We loved this visit. It’s great to see other styles of viticulture, and I wish we didn’t have a bird problem in New Zealand. It was so amusing also to learn that the French government dictates the start date for picking grapes, and before that date no one must begin picking! I can’t imagine New Zealand growers taking any notice of that, but that’s the condition of having appellations in France.

And for dinner that night? We began with baked goats cheese en croute with red onion jam, wrapped in jambon, followed by fillet of beef with glazed shallots and spicey couscous. The cheeses were:

St Maure de Touraine, a soft, nutty and slightly salty goats’ cheese from the Loire, rolled in black wood ash, with a straw in the centre which if cut brings bad luck.

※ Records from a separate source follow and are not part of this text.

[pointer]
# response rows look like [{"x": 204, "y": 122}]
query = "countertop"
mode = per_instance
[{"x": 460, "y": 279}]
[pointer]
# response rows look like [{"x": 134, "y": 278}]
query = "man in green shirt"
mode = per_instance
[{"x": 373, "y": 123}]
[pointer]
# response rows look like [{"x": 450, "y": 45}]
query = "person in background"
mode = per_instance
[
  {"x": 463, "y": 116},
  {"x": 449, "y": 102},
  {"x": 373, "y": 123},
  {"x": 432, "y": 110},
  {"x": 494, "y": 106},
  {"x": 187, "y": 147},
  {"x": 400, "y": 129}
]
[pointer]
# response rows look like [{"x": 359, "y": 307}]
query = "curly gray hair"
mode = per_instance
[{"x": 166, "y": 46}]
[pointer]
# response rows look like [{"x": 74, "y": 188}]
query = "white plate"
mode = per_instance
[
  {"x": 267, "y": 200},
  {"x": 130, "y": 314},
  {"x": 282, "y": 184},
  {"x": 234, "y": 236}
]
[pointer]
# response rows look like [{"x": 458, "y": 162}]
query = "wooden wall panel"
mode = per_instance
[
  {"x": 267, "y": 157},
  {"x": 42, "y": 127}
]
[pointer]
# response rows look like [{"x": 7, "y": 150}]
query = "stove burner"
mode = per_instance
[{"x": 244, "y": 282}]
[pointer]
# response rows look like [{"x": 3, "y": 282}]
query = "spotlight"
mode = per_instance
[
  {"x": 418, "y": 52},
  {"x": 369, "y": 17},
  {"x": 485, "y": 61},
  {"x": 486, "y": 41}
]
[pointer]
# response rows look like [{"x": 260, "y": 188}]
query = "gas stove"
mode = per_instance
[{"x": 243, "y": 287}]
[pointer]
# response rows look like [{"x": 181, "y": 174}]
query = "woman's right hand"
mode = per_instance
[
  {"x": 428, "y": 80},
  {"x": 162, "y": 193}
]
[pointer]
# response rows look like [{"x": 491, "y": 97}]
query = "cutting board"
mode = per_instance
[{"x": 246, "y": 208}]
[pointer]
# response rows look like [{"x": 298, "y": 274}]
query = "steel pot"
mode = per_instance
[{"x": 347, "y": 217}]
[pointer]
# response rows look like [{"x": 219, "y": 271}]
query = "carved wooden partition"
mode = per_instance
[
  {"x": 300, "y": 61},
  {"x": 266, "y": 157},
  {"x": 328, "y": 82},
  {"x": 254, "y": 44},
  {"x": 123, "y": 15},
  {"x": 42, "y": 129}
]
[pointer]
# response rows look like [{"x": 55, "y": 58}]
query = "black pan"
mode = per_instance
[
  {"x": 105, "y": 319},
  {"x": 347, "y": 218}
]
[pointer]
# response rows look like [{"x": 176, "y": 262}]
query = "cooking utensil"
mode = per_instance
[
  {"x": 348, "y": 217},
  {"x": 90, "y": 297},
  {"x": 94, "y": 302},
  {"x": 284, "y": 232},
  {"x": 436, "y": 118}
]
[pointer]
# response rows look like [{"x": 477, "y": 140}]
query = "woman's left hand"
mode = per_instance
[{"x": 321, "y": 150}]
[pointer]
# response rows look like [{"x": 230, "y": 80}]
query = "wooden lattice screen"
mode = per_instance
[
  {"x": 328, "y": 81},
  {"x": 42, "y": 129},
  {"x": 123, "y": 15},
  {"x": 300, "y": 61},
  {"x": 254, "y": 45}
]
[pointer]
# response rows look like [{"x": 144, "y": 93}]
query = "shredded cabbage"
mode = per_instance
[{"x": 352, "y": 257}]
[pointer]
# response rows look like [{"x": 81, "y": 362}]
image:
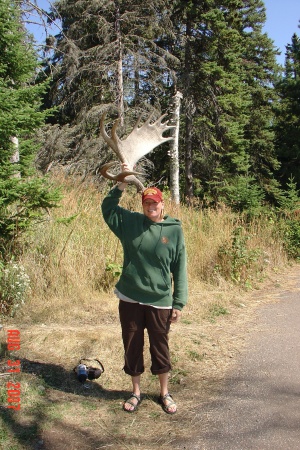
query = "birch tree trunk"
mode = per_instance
[
  {"x": 174, "y": 152},
  {"x": 15, "y": 158}
]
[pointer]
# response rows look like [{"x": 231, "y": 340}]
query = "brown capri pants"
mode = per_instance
[{"x": 134, "y": 318}]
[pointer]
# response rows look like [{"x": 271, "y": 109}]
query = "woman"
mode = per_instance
[{"x": 152, "y": 287}]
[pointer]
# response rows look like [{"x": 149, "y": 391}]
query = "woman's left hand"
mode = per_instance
[{"x": 176, "y": 315}]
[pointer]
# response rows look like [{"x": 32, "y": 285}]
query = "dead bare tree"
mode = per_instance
[{"x": 141, "y": 141}]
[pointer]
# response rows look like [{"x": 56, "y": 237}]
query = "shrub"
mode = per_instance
[{"x": 14, "y": 287}]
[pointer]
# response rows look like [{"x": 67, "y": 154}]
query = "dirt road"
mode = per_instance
[{"x": 259, "y": 404}]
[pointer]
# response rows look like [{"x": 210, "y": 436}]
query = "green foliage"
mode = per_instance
[
  {"x": 24, "y": 196},
  {"x": 287, "y": 124},
  {"x": 14, "y": 287}
]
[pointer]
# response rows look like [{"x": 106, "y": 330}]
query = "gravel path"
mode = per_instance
[{"x": 259, "y": 404}]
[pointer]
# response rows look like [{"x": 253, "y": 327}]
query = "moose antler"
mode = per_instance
[{"x": 138, "y": 143}]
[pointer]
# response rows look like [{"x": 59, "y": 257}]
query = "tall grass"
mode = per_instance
[{"x": 73, "y": 257}]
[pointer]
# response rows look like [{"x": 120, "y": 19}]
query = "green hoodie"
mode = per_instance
[{"x": 154, "y": 266}]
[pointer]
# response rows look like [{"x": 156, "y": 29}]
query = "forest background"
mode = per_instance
[{"x": 239, "y": 157}]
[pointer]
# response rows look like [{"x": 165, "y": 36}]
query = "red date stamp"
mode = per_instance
[{"x": 13, "y": 389}]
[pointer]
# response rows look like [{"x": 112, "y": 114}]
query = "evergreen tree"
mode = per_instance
[
  {"x": 226, "y": 77},
  {"x": 23, "y": 194},
  {"x": 287, "y": 127},
  {"x": 106, "y": 59}
]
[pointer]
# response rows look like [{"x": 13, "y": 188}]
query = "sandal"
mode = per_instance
[
  {"x": 167, "y": 402},
  {"x": 132, "y": 403}
]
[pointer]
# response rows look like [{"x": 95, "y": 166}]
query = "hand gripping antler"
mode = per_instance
[{"x": 139, "y": 142}]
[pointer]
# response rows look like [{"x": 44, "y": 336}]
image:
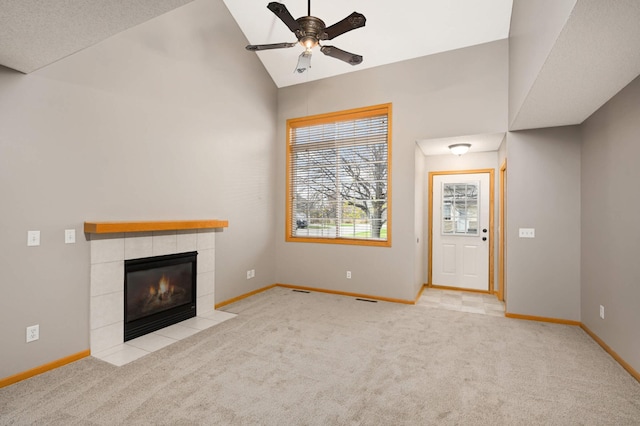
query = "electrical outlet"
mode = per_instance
[
  {"x": 33, "y": 333},
  {"x": 527, "y": 233},
  {"x": 33, "y": 238},
  {"x": 69, "y": 236}
]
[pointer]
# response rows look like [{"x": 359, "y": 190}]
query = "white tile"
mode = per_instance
[
  {"x": 205, "y": 304},
  {"x": 177, "y": 332},
  {"x": 206, "y": 239},
  {"x": 107, "y": 248},
  {"x": 107, "y": 352},
  {"x": 206, "y": 261},
  {"x": 107, "y": 337},
  {"x": 107, "y": 277},
  {"x": 164, "y": 243},
  {"x": 472, "y": 297},
  {"x": 107, "y": 309},
  {"x": 187, "y": 241},
  {"x": 151, "y": 342},
  {"x": 494, "y": 307},
  {"x": 206, "y": 283},
  {"x": 138, "y": 245},
  {"x": 219, "y": 316},
  {"x": 125, "y": 356}
]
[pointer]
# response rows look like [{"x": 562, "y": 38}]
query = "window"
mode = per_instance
[
  {"x": 460, "y": 208},
  {"x": 339, "y": 177}
]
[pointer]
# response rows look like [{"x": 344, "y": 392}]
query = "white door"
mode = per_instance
[{"x": 460, "y": 248}]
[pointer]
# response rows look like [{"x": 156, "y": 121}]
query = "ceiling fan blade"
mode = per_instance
[
  {"x": 255, "y": 47},
  {"x": 351, "y": 22},
  {"x": 347, "y": 57},
  {"x": 281, "y": 11}
]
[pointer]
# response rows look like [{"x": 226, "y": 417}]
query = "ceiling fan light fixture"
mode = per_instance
[
  {"x": 459, "y": 148},
  {"x": 308, "y": 42},
  {"x": 304, "y": 62}
]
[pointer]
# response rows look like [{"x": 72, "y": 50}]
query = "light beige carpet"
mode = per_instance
[{"x": 293, "y": 358}]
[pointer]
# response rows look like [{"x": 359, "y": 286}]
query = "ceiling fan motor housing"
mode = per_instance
[{"x": 311, "y": 29}]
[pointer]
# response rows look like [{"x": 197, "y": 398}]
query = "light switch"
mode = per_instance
[
  {"x": 69, "y": 236},
  {"x": 527, "y": 233},
  {"x": 33, "y": 238}
]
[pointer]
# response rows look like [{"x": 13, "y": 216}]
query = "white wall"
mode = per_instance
[{"x": 172, "y": 119}]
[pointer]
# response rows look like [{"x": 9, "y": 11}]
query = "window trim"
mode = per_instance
[{"x": 345, "y": 115}]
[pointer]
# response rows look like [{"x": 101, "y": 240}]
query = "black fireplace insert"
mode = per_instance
[{"x": 158, "y": 291}]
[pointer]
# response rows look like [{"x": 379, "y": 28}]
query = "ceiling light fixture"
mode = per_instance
[{"x": 459, "y": 148}]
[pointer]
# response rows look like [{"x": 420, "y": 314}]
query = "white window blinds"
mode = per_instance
[{"x": 338, "y": 176}]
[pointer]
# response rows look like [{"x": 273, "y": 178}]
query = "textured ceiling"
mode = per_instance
[
  {"x": 595, "y": 55},
  {"x": 394, "y": 31},
  {"x": 36, "y": 33}
]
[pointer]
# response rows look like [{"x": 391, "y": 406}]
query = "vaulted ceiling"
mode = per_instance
[{"x": 594, "y": 54}]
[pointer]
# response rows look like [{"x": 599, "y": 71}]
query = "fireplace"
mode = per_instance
[{"x": 158, "y": 291}]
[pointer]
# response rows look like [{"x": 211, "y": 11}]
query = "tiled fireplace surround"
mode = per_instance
[{"x": 108, "y": 253}]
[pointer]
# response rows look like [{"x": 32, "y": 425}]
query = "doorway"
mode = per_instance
[{"x": 461, "y": 230}]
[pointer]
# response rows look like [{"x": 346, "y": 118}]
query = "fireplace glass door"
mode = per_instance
[{"x": 159, "y": 291}]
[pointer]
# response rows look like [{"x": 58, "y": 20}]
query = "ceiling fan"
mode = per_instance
[{"x": 309, "y": 30}]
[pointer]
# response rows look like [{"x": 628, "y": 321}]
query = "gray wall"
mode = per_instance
[
  {"x": 535, "y": 26},
  {"x": 543, "y": 192},
  {"x": 456, "y": 93},
  {"x": 610, "y": 231},
  {"x": 172, "y": 119}
]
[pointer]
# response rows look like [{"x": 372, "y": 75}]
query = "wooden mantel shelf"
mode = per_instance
[{"x": 167, "y": 225}]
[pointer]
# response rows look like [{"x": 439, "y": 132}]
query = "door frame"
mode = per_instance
[
  {"x": 502, "y": 230},
  {"x": 491, "y": 224}
]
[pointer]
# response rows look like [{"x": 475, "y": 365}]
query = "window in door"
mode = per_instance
[{"x": 460, "y": 208}]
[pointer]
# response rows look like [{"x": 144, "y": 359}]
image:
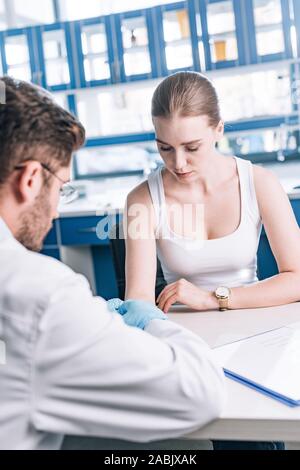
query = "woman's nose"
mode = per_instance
[{"x": 180, "y": 162}]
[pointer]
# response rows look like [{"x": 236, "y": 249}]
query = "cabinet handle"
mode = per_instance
[{"x": 87, "y": 230}]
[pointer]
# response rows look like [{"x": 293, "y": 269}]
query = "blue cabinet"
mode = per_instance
[
  {"x": 175, "y": 33},
  {"x": 269, "y": 23},
  {"x": 90, "y": 233},
  {"x": 51, "y": 242},
  {"x": 17, "y": 54},
  {"x": 266, "y": 262},
  {"x": 221, "y": 37},
  {"x": 95, "y": 49},
  {"x": 93, "y": 232},
  {"x": 56, "y": 56}
]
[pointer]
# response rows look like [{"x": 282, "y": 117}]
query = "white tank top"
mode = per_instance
[{"x": 229, "y": 261}]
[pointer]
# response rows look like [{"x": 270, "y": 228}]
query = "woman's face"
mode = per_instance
[{"x": 186, "y": 144}]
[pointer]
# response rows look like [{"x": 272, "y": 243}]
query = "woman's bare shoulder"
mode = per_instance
[{"x": 140, "y": 194}]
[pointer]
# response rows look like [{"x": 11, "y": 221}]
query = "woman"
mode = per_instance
[{"x": 202, "y": 213}]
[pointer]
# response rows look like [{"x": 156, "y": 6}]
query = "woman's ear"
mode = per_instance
[{"x": 220, "y": 131}]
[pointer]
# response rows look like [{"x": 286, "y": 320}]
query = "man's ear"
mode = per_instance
[{"x": 29, "y": 182}]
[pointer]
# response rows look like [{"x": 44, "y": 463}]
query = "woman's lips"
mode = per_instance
[{"x": 184, "y": 175}]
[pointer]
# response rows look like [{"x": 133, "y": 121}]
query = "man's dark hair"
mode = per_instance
[{"x": 34, "y": 127}]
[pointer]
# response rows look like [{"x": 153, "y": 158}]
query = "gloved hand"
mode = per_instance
[
  {"x": 139, "y": 313},
  {"x": 114, "y": 304}
]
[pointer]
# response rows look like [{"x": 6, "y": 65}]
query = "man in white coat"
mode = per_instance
[{"x": 69, "y": 365}]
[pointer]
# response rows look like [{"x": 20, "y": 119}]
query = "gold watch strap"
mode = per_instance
[{"x": 223, "y": 304}]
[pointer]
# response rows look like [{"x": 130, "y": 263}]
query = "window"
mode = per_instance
[
  {"x": 221, "y": 29},
  {"x": 56, "y": 61},
  {"x": 282, "y": 141},
  {"x": 178, "y": 39},
  {"x": 135, "y": 45},
  {"x": 256, "y": 94},
  {"x": 117, "y": 159},
  {"x": 61, "y": 99},
  {"x": 22, "y": 13},
  {"x": 94, "y": 47},
  {"x": 77, "y": 9},
  {"x": 268, "y": 22},
  {"x": 113, "y": 112},
  {"x": 17, "y": 57}
]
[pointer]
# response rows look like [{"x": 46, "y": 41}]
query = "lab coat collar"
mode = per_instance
[{"x": 4, "y": 231}]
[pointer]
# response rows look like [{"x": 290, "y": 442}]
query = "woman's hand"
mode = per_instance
[{"x": 188, "y": 294}]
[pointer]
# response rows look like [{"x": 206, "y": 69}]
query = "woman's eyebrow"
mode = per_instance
[
  {"x": 184, "y": 143},
  {"x": 161, "y": 141},
  {"x": 192, "y": 142}
]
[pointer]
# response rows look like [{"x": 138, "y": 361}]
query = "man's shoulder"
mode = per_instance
[{"x": 31, "y": 279}]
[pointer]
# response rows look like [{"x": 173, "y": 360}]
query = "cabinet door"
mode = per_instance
[
  {"x": 95, "y": 51},
  {"x": 135, "y": 60},
  {"x": 17, "y": 55},
  {"x": 175, "y": 31},
  {"x": 220, "y": 34},
  {"x": 271, "y": 29},
  {"x": 55, "y": 48}
]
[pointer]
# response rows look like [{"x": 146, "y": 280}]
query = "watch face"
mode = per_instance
[{"x": 222, "y": 292}]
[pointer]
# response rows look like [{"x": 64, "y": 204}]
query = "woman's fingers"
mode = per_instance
[
  {"x": 165, "y": 291},
  {"x": 164, "y": 299},
  {"x": 171, "y": 300}
]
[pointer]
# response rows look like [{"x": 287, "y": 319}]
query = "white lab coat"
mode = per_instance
[{"x": 72, "y": 367}]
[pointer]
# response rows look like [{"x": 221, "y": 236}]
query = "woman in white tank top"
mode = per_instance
[{"x": 202, "y": 213}]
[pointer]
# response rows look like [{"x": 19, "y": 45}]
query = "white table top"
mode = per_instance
[{"x": 248, "y": 414}]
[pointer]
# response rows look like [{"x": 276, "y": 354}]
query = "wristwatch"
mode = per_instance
[{"x": 222, "y": 294}]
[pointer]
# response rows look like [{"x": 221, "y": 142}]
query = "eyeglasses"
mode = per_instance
[{"x": 67, "y": 192}]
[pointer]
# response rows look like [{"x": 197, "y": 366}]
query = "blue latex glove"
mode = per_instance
[
  {"x": 114, "y": 304},
  {"x": 139, "y": 313}
]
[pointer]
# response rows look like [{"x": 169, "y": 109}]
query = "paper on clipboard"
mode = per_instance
[{"x": 268, "y": 362}]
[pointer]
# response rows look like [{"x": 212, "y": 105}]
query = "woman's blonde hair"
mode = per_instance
[{"x": 186, "y": 94}]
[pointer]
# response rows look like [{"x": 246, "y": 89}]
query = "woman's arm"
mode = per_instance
[
  {"x": 139, "y": 231},
  {"x": 284, "y": 237}
]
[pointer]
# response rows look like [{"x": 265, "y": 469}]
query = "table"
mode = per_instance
[{"x": 248, "y": 414}]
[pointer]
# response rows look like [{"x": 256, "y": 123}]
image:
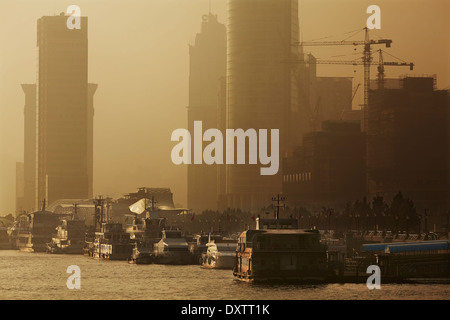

Morbier, from the Franche-Conte, a mild and buttery cows’ milk cheese with a pungent, yeasty aroma, containing a thin layer of ash in the middle separating the morning milking from the evening milking.

Reblochon, known as the tax evasion cheese as it is made using the second milking which used to take place after the tax inspector had measured the milk quota for the day, a soft cheese from the Savoie with a mild fruity taste.

And then, of course, in the French way, the desert, which was lemon and blueberry tart.

The wines were Chablis 1er Cru ‘Les Beauroys’, from the 1er Cru vineyard of Les Beauroys, where the grapes are harvested first so that the wine doesn’t get too heavy, it’s naturally the least acidic of the 1er crus. And Crozes Hermitage, a large appellation which covers almost 2500 acres, across 11 villages. It has a smoky flavour and is predominately made using the Syrah grape, but can be blended with Grenache and Cinsault. It is a powerful, tannic red, peppery with raspberries and blackberries on the finish.

The next day, it was up on deck again, hard at work relaxing.